According to OWASP, these are some examples of attack scenarios due to insufficient logging and monitoring:
- Scenario #1: An open-source project forum software run by a small team was hacked using a flaw in its software. The attackers managed to wipe out the internal source code repository containing the next version and all of the forum contents. Although the source could be recovered, the lack of monitoring, logging, or alerting led to a far worse breach. The forum software project is no longer active as a result of this issue.
- Scenario #2: An attacker scans for users with a common password. They can take over all accounts with this password. For all other users, this scan leaves only one false login behind. After some days, this may be repeated with a different password.
- Scenario #3: A major U.S. retailer reportedly had an internal malware analysis sandbox analyzing attachments. The sandbox software had detected potentially unwanted software, but no one responded to this detection. The sandbox had been producing warnings for some time before detecting the breach due to fraudulent card transactions by an external bank.
Recommendation
Keeping audit logs give visibility to suspicious changes on your website.

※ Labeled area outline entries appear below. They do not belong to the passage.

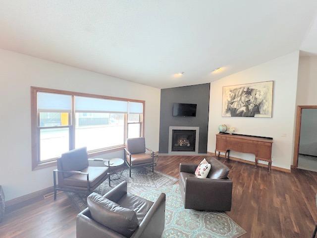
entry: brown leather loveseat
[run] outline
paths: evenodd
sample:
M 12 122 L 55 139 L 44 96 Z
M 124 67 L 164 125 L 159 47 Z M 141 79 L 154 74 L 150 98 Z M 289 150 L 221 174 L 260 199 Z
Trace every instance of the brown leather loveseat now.
M 153 203 L 127 192 L 121 182 L 103 196 L 95 192 L 77 215 L 77 238 L 158 238 L 165 222 L 165 194 Z
M 230 211 L 232 181 L 229 168 L 214 158 L 210 160 L 211 170 L 206 178 L 198 178 L 198 165 L 179 165 L 179 186 L 185 208 L 199 211 Z

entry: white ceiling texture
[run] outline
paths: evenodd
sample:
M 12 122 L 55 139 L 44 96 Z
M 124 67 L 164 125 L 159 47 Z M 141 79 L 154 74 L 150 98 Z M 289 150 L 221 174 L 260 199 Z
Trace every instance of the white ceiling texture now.
M 317 9 L 316 0 L 2 0 L 0 48 L 158 88 L 197 84 L 317 54 Z

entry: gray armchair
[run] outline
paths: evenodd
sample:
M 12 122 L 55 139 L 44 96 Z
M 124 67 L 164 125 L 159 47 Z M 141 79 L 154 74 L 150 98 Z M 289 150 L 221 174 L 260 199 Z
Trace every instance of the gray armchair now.
M 129 167 L 130 177 L 131 169 L 138 166 L 151 166 L 154 171 L 154 152 L 145 147 L 144 137 L 127 139 L 126 148 L 125 162 Z M 148 150 L 150 153 L 146 153 Z
M 109 160 L 88 159 L 86 147 L 69 151 L 57 159 L 57 169 L 53 171 L 54 200 L 57 190 L 89 194 L 107 178 L 110 186 L 109 166 L 91 166 L 89 161 L 107 162 L 109 165 Z
M 154 202 L 127 192 L 122 182 L 103 196 L 87 198 L 77 215 L 77 238 L 158 238 L 164 231 L 165 194 Z
M 230 211 L 232 181 L 228 178 L 229 168 L 211 158 L 211 168 L 206 178 L 198 178 L 198 165 L 179 165 L 179 186 L 185 208 L 199 211 Z

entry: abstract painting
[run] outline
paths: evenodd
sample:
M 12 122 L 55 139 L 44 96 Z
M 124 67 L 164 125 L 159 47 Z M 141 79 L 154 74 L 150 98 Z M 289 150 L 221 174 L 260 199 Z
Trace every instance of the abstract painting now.
M 222 87 L 222 117 L 271 118 L 273 81 Z

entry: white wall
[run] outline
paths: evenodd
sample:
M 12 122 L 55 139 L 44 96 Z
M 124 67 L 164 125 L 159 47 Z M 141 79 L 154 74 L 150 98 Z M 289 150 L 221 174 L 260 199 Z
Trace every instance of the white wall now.
M 299 58 L 297 105 L 317 105 L 317 56 Z
M 54 167 L 32 171 L 31 86 L 145 100 L 146 145 L 158 150 L 158 89 L 2 50 L 0 85 L 0 184 L 6 200 L 53 185 Z
M 208 151 L 214 151 L 218 125 L 225 124 L 235 127 L 238 134 L 273 137 L 272 166 L 290 169 L 299 54 L 295 52 L 211 82 Z M 222 86 L 270 80 L 274 81 L 272 118 L 221 117 Z M 232 152 L 230 155 L 254 161 L 253 155 Z

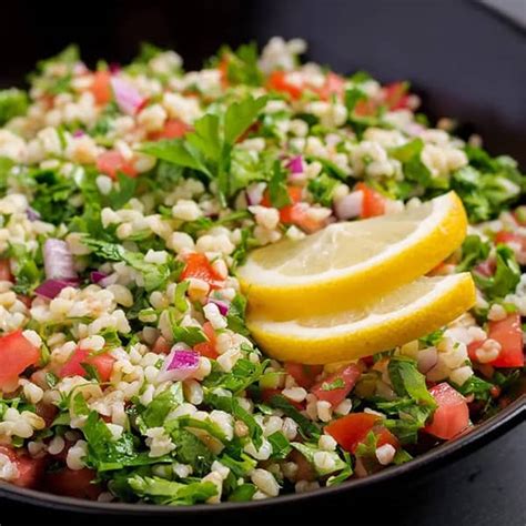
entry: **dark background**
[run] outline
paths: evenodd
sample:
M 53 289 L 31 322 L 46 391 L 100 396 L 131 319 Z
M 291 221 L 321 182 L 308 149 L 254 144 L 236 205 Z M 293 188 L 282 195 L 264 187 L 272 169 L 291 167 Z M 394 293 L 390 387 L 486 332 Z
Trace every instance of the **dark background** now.
M 502 0 L 508 1 L 508 0 Z M 524 3 L 524 0 L 509 0 Z M 526 9 L 526 7 L 525 7 Z M 432 117 L 454 115 L 463 132 L 484 135 L 493 153 L 526 165 L 526 39 L 524 30 L 462 0 L 185 0 L 17 1 L 3 8 L 0 87 L 22 85 L 37 60 L 70 42 L 88 64 L 125 62 L 151 41 L 175 49 L 186 69 L 224 42 L 303 37 L 307 58 L 350 73 L 366 69 L 383 81 L 411 79 Z M 526 424 L 493 444 L 427 474 L 345 500 L 312 498 L 229 523 L 314 517 L 353 525 L 525 526 Z M 310 504 L 308 504 L 310 503 Z M 0 499 L 0 523 L 104 523 Z M 210 520 L 210 517 L 209 519 Z M 112 522 L 115 522 L 112 519 Z M 143 523 L 153 524 L 142 518 Z M 170 523 L 184 524 L 180 518 Z M 127 519 L 127 524 L 131 524 Z

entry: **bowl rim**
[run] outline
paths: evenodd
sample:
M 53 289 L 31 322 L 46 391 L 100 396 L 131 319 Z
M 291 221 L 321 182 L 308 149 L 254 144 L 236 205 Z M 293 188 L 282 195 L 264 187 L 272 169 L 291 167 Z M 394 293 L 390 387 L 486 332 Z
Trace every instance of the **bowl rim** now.
M 65 497 L 0 483 L 0 497 L 21 504 L 40 506 L 70 513 L 84 513 L 90 515 L 121 515 L 121 516 L 189 516 L 192 514 L 221 514 L 232 512 L 251 512 L 255 508 L 279 507 L 287 503 L 302 503 L 306 499 L 316 499 L 341 495 L 343 493 L 358 492 L 373 486 L 381 486 L 393 479 L 401 479 L 417 472 L 429 471 L 441 461 L 455 462 L 473 453 L 497 436 L 516 427 L 526 421 L 526 394 L 520 395 L 507 407 L 487 421 L 478 424 L 471 433 L 459 438 L 446 442 L 428 452 L 415 457 L 413 461 L 399 466 L 388 467 L 364 478 L 348 481 L 338 486 L 323 487 L 302 494 L 282 495 L 264 500 L 250 500 L 244 503 L 225 502 L 218 505 L 194 504 L 189 506 L 168 506 L 158 504 L 130 504 L 130 503 L 102 503 Z

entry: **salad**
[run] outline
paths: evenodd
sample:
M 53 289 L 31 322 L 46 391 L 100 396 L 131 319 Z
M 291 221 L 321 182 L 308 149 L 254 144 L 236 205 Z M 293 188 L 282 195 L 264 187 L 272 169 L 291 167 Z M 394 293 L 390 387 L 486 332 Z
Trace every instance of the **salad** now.
M 72 45 L 0 91 L 1 481 L 265 499 L 411 462 L 519 395 L 526 176 L 431 125 L 408 83 L 304 51 L 274 38 L 185 72 L 151 44 L 94 69 Z M 471 273 L 473 308 L 348 361 L 262 351 L 239 280 L 254 249 L 451 191 L 467 236 L 431 274 Z

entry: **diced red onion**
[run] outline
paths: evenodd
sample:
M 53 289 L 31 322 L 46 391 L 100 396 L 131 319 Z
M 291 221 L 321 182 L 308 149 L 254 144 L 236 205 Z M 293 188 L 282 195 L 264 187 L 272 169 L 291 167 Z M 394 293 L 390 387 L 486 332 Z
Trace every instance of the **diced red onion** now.
M 90 274 L 91 282 L 95 284 L 99 284 L 104 277 L 108 277 L 108 274 L 104 274 L 103 272 L 99 271 L 93 271 Z
M 438 363 L 438 352 L 435 347 L 427 347 L 418 351 L 416 357 L 418 363 L 418 371 L 422 374 L 427 374 Z
M 48 280 L 71 281 L 78 279 L 73 265 L 73 255 L 65 241 L 52 237 L 45 240 L 43 260 Z
M 291 173 L 303 173 L 303 159 L 301 155 L 296 155 L 292 158 L 286 168 L 291 171 Z
M 108 69 L 110 70 L 110 73 L 117 74 L 121 71 L 122 68 L 119 62 L 111 62 Z
M 364 193 L 361 190 L 351 192 L 334 203 L 334 213 L 340 220 L 358 218 L 362 213 Z
M 164 358 L 158 381 L 179 382 L 190 377 L 199 367 L 200 355 L 183 343 L 175 344 Z
M 264 183 L 253 183 L 246 189 L 246 201 L 250 206 L 260 204 L 263 200 L 263 192 L 265 191 Z
M 115 94 L 117 105 L 123 113 L 134 115 L 144 104 L 145 99 L 125 80 L 119 77 L 112 77 L 111 87 Z
M 29 221 L 38 221 L 41 218 L 40 212 L 37 212 L 31 206 L 28 206 L 26 214 L 28 215 Z
M 222 300 L 215 300 L 215 297 L 209 297 L 209 303 L 216 305 L 222 316 L 226 316 L 226 314 L 229 314 L 230 305 L 226 302 L 223 302 Z
M 73 286 L 73 282 L 62 280 L 45 280 L 34 290 L 34 293 L 41 297 L 53 300 L 53 297 L 57 297 L 62 289 L 65 289 L 67 286 Z

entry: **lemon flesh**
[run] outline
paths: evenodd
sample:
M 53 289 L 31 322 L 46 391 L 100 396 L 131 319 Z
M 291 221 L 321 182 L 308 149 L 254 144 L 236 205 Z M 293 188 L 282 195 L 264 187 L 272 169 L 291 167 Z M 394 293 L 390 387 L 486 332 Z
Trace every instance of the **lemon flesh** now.
M 421 277 L 370 304 L 338 312 L 273 321 L 249 314 L 247 326 L 276 360 L 327 364 L 368 356 L 424 336 L 475 304 L 469 273 Z
M 343 310 L 426 274 L 461 245 L 466 229 L 464 206 L 449 192 L 255 250 L 237 276 L 250 308 L 275 320 Z

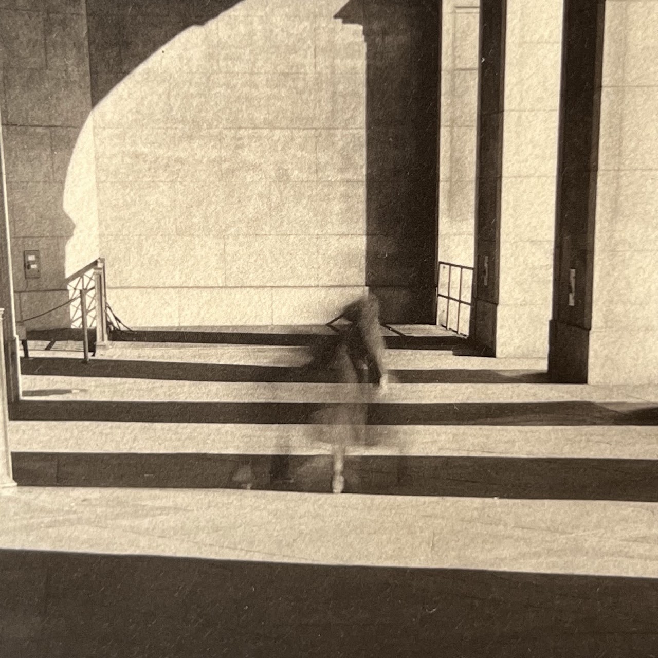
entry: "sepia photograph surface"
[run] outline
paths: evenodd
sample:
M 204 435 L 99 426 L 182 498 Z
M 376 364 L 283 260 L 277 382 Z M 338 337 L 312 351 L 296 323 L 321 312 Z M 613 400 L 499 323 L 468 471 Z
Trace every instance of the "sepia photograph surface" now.
M 657 0 L 0 0 L 0 658 L 658 657 Z

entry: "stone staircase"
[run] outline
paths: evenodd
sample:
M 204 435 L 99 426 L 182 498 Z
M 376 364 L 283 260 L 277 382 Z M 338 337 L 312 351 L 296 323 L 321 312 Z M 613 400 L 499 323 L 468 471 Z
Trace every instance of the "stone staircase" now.
M 651 387 L 554 385 L 536 361 L 391 349 L 392 383 L 364 397 L 305 369 L 303 345 L 132 342 L 88 365 L 35 347 L 11 410 L 19 484 L 329 492 L 342 430 L 318 413 L 348 403 L 366 418 L 348 493 L 658 500 Z

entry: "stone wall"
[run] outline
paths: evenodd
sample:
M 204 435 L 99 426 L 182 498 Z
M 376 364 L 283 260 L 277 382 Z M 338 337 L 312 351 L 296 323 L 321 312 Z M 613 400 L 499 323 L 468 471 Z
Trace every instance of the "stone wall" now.
M 443 0 L 441 58 L 441 159 L 439 260 L 473 266 L 475 244 L 475 141 L 477 132 L 480 13 L 478 2 Z M 448 268 L 439 272 L 442 293 L 448 292 Z M 462 299 L 470 301 L 472 277 L 463 270 Z M 459 270 L 452 268 L 450 296 L 459 297 Z M 448 311 L 449 310 L 449 314 Z M 438 319 L 468 332 L 469 309 L 439 300 Z
M 27 318 L 68 298 L 66 278 L 98 256 L 93 142 L 78 141 L 91 109 L 82 0 L 0 3 L 2 131 L 16 311 Z M 68 172 L 79 168 L 76 186 Z M 38 250 L 27 279 L 23 252 Z M 66 326 L 68 308 L 29 326 Z

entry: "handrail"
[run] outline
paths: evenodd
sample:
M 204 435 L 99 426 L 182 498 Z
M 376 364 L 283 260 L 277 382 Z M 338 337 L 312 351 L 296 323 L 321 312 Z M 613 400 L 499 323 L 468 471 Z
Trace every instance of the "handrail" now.
M 78 270 L 74 274 L 71 274 L 66 280 L 66 286 L 69 295 L 69 299 L 62 304 L 55 306 L 47 311 L 45 311 L 37 315 L 26 318 L 24 320 L 19 320 L 20 324 L 24 325 L 26 323 L 36 320 L 38 318 L 43 317 L 59 309 L 64 308 L 70 304 L 79 303 L 80 310 L 80 320 L 82 327 L 82 344 L 84 349 L 84 363 L 89 363 L 89 325 L 90 318 L 94 319 L 94 315 L 90 315 L 89 309 L 88 305 L 88 295 L 93 291 L 95 294 L 92 298 L 92 302 L 95 302 L 95 326 L 96 332 L 95 345 L 97 347 L 99 343 L 104 343 L 107 340 L 108 334 L 108 320 L 107 320 L 107 295 L 105 282 L 105 259 L 98 258 L 88 265 Z M 92 307 L 93 308 L 93 307 Z M 75 315 L 75 313 L 74 313 Z M 72 322 L 75 322 L 73 320 Z M 25 356 L 29 355 L 28 350 L 27 338 L 22 340 L 23 350 Z M 95 352 L 94 353 L 95 353 Z
M 438 263 L 438 278 L 437 280 L 436 286 L 436 295 L 438 297 L 445 299 L 445 324 L 440 324 L 440 326 L 448 329 L 448 325 L 450 323 L 450 302 L 457 302 L 457 333 L 461 334 L 461 336 L 467 336 L 463 332 L 459 330 L 459 320 L 461 318 L 461 307 L 462 305 L 467 306 L 469 308 L 472 307 L 472 302 L 465 301 L 463 297 L 463 289 L 464 284 L 464 270 L 467 270 L 471 273 L 474 272 L 474 268 L 471 267 L 469 265 L 459 265 L 454 263 L 448 263 L 445 261 L 440 261 Z M 448 268 L 448 287 L 447 287 L 447 294 L 444 295 L 441 292 L 441 266 L 444 265 Z M 452 288 L 452 270 L 453 268 L 457 268 L 459 270 L 459 291 L 458 293 L 459 297 L 455 297 L 451 295 L 451 289 Z

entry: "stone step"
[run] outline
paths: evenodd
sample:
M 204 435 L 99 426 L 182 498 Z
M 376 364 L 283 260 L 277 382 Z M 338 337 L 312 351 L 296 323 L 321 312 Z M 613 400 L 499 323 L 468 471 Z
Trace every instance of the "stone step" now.
M 14 477 L 29 486 L 345 492 L 658 501 L 653 427 L 402 427 L 16 422 Z
M 658 459 L 658 429 L 631 426 L 379 425 L 355 455 Z M 16 452 L 328 454 L 333 425 L 13 420 Z M 367 443 L 367 445 L 366 445 Z

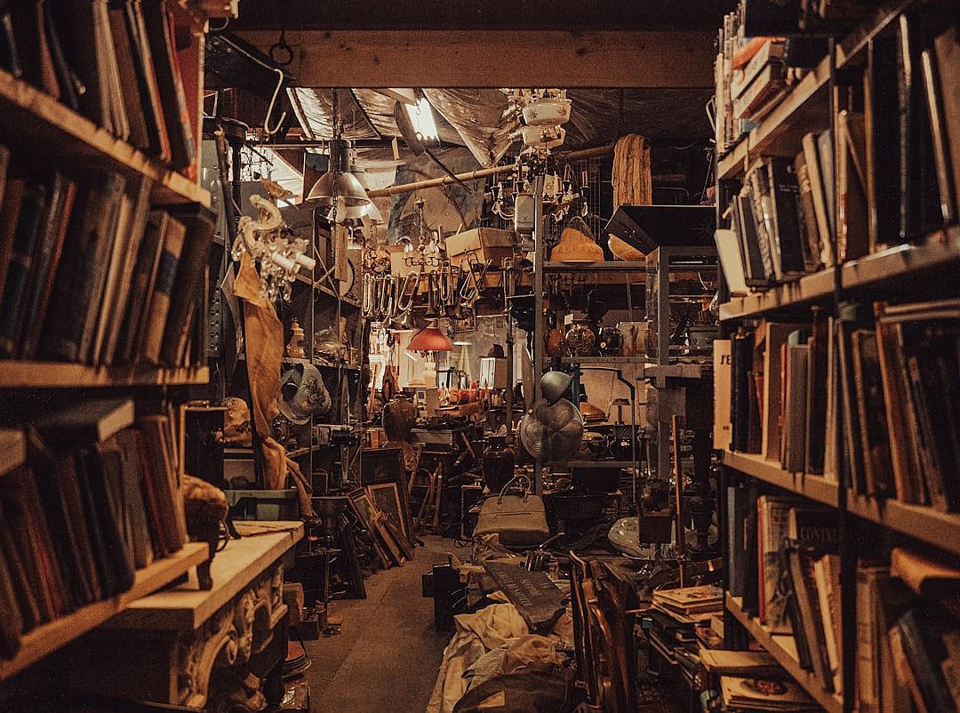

Use EDR and monitor it regularly.
10. Server Side Request Forgery(2021)
Abuse the functionality of the server to read or update internal files.
As cloud services increase in usage and popularity as well as their complexity, the prevalence and risk of SSRF attacks increase too.
How to prevent SSRF in Web Applications
- Whitelist the DNS name or IP address.
- Use deny by default firewall policies.
- Do not send raw responses to users/clients.
- Sanitize all user input.
- Disable unencrypted (HTTP) redirections.
Scenario #1 — Port scan internal servers:
If the network architecture is unsegmented, attackers can map out internal networks and determine if ports are open or closed on internal servers from connection results or elapsed time to connect or reject SSRF payload connections.
Scenario #2 — Sensitive data exposure:
Attackers can access local files such as or internal services to gain sensitive information such as file:///etc/passwd and https://localhost:4444/.
Scenario #3 — Access metadata storage of cloud services:
Most cloud providers have metadata storage such as https://169.254.169.254/. An attacker can read the metadata to gain sensitive information.
Scenario #4 — Compromise internal services:
The attacker can abuse internal services to conduct further attacks such as Remote Code Execution (RCE) or Denial of Service (DoS).